The Southern Hemisphere's ozone hole reached a maximum size of 14.8 million square kilometres on September 20th this year. This is around the same size as it was in 2018 and the equal 3rd largest it's been in the past 11 years.

Impressively, this year's ozone hole was 50 percent larger than it was last year, although it's worth pointing out that the 2019 hole was made smaller by a rare event known as 'sudden stratospheric warming'.

Image: Comparing the sizes of the ozone holes above Antarctica in early October this year and last year. Source: NASA

This year's ozone hole is big because of a strong and stable polar vortex - meaning the band of strong winds that surround Antarctica have helped keep the upper atmosphere cold, which helps with ozone depletion.

So should we be worried that the ozone hole is big this year?

In short, there's no reason to panic.

The 'ozone hole' refers to a void that develops in a layer of ozone molecules floating around 40km above Antarctica, in a section of the atmosphere called the stratosphere. It develops every year, usually forming around late winter before peaking in late September or early October.

Image: The size of year's Southern Hemisphere ozone hole is at the upper end of those seen in recent years. Source: Copernicus / ECMWF

Ozone in the stratosphere helps shield Earth's surface from the sun's potentially harmful ultraviolet radiation. With less of it, we are more susceptible to things like skin cancer, cataracts and a suppressed immune system.

Unfortunately, humans started using a lot of ozone-destroying substances last century, such as chlorofluorocarbons (CFCs). As these chemicals made their way into the stratosphere, they caused a rapid and measurable depletion of ozone. Discovering this ozone hole led to the Montreal Protocol, which is an international agreement made in 1987 to regulate the consumption and production of ozone-depleting compounds.

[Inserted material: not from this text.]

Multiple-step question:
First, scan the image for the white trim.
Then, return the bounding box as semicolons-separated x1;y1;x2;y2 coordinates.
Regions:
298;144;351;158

Fortunately, the Montreal Protocol was extremely effective and while the Antarctic ozone hole still occurs every year, it's getting smaller. Outside the polar regions, ozone concentrations in the stratosphere are also increasing as our planet's natural sunscreen replenishes.

As the last two years have shown, there is a lot of variability in the size of the Antarctic ozone hole from year-to-year - in the same way the year-to-year variability of our atmosphere can mask the overall trend of rising average global temperatures.

According to the World Meteorological Organisaton's Global Ozone Research and Monitoring Project, the Antarctic ozone hole is expected to gradually close in the coming decades, with springtime ozone concentrations above the south pole predicted to return to levels seen in 1980 by around 2070.